_N
equals the number of observations in the dataset. To see, try display _N
. On the other hand, _n
refers to the current observation number.
We can generate variables using _N
and _n
. An example: if the dataset has 5 observations and we run:
gen var1 = _N
gen var2 = _n
then, var1
will equal 5 for all observations while var2
will equal 1 for the first observation, 2 for the second, 3 for the third, and so on.
We called _n
the current observation number because it delicately depends on the current sorting order of the dataset. So, if you use _n
to create another variable (such as creating an ID variable), sort your dataset on a unique combination of variables before setting the ID variable equal to _n
.
This is a good place to introduce indexing in Stata. We can use []
alongwith variable name to do this. For example: gen first_obs = total_covaxin[1]

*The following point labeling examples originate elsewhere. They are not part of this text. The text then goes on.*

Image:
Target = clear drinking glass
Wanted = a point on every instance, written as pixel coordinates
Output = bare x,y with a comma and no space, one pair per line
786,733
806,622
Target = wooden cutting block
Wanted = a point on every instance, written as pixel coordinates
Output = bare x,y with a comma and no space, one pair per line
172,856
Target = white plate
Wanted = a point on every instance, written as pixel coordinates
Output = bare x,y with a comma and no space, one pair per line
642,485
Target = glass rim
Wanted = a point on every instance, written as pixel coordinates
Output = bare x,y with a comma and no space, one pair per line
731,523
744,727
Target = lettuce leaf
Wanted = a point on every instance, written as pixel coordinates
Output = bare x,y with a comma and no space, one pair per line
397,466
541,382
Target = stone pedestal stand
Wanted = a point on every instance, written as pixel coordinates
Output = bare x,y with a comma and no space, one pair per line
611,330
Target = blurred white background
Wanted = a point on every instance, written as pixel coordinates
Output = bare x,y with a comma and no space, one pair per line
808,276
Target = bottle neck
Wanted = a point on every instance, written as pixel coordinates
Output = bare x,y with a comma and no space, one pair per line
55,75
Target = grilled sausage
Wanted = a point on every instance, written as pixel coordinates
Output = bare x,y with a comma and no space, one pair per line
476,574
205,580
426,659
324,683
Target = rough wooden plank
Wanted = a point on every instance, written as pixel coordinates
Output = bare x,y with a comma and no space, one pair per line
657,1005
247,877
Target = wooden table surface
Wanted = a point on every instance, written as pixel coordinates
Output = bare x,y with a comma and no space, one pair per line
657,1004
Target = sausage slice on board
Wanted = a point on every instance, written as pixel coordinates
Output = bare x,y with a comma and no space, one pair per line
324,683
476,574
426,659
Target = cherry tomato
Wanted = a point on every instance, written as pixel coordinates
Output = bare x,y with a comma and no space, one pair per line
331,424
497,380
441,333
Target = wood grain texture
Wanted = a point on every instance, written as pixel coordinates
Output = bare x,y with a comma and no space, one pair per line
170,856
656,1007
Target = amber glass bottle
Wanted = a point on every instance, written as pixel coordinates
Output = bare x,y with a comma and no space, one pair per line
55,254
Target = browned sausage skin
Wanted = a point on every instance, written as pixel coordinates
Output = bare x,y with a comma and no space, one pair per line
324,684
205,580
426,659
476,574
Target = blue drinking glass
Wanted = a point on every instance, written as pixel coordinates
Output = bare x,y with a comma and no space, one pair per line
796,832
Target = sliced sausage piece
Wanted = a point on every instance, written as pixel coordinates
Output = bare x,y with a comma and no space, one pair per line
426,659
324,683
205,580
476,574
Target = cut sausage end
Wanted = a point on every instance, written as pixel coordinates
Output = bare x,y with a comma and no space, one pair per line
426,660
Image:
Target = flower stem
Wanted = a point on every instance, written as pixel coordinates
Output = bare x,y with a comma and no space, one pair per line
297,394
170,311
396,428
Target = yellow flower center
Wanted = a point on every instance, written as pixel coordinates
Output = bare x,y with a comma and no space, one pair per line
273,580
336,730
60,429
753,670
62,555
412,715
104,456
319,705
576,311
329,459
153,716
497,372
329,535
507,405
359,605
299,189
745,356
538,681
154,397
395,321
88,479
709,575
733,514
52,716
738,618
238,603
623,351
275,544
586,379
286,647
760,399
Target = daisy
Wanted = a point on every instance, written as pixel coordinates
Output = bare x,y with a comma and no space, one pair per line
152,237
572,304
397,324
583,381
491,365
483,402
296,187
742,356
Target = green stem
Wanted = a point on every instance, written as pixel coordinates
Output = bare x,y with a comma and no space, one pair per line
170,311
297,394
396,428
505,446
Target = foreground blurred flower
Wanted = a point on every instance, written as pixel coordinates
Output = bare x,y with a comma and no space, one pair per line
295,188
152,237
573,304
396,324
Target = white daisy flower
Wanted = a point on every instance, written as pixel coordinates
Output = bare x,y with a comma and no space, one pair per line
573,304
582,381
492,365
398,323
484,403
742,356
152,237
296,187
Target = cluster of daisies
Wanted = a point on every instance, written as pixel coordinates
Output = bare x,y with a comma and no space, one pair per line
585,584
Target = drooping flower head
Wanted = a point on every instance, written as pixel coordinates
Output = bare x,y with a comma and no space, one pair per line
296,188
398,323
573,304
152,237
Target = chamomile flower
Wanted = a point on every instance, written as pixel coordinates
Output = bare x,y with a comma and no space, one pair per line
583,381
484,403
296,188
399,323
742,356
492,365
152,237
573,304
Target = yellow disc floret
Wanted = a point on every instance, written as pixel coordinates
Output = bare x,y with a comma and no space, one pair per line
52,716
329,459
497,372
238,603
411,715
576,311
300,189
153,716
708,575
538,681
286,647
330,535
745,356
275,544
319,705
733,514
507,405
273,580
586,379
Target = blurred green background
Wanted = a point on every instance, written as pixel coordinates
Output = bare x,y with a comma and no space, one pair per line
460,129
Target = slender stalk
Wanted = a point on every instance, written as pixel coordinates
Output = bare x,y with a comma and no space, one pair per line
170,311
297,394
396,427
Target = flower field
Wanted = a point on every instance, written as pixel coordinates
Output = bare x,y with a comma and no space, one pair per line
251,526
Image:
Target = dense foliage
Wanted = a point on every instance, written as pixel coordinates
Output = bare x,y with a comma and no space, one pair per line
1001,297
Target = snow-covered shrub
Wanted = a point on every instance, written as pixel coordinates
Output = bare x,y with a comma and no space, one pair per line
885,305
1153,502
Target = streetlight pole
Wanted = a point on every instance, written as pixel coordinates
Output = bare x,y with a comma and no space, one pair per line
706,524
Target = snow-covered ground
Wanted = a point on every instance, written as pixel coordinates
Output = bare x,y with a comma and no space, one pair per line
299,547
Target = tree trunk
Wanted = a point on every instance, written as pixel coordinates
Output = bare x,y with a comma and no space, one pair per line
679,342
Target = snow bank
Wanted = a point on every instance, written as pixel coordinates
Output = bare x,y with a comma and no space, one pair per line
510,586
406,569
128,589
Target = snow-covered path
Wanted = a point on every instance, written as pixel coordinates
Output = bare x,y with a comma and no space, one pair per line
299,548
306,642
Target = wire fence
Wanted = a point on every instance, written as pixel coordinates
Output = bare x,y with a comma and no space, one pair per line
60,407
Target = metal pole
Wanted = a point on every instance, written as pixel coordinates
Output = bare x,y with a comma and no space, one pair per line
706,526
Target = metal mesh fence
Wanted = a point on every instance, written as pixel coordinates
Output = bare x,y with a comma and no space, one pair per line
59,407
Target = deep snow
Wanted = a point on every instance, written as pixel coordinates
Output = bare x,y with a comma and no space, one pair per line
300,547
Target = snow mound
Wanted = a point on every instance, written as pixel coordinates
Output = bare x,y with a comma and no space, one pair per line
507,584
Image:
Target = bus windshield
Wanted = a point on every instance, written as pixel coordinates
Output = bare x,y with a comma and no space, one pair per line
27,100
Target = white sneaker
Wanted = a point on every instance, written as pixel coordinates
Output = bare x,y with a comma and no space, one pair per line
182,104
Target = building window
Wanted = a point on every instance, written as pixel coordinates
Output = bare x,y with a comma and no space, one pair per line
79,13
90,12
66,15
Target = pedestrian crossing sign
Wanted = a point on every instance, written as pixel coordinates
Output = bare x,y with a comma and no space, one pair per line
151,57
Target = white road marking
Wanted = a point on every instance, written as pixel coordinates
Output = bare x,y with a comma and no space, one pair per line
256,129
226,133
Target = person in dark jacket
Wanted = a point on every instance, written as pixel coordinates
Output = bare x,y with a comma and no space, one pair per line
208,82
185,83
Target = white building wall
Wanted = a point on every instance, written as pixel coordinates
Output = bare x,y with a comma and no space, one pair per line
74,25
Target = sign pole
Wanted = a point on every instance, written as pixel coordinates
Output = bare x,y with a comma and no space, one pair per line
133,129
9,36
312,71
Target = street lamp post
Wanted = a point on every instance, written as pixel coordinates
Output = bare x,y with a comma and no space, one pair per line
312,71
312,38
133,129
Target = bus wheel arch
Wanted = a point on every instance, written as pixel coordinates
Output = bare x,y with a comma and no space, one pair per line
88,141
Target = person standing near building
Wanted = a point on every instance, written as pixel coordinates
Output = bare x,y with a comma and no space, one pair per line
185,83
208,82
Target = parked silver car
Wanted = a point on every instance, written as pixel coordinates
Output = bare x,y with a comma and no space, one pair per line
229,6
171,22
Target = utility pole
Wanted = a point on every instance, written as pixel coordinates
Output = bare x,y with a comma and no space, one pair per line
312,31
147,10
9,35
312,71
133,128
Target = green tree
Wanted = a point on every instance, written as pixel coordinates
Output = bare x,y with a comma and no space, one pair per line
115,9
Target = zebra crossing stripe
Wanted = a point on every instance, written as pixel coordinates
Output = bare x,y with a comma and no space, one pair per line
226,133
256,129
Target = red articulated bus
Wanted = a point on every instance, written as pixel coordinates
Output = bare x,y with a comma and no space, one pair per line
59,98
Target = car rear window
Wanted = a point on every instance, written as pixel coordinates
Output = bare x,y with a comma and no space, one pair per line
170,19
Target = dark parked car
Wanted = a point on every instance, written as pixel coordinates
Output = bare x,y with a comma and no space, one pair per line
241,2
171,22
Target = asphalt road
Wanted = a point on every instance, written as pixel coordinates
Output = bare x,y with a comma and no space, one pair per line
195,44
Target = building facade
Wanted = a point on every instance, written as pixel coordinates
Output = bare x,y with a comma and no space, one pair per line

creates a variable first_obs
that equals a constant value: the value of total_covaxin
for the first observation in the dataset.
Since _n
refers to the current observation number, it can be used to index by row numbers. For example, [_n-1]
will refer to the observation before the current one; for the second observation, [_n-`]
will equal 2 - 1 = 1, and so will refer to the first observation. So, running gen total_covaxin_prev = total_covaxin[_n-1]
will create a variable that equals total_covaxin
of the previous observation. Note that total_covaxin_prev
is missing for the first observation, which is because Stata doesn’t have a “0” observation to refer to when _n
equals 1.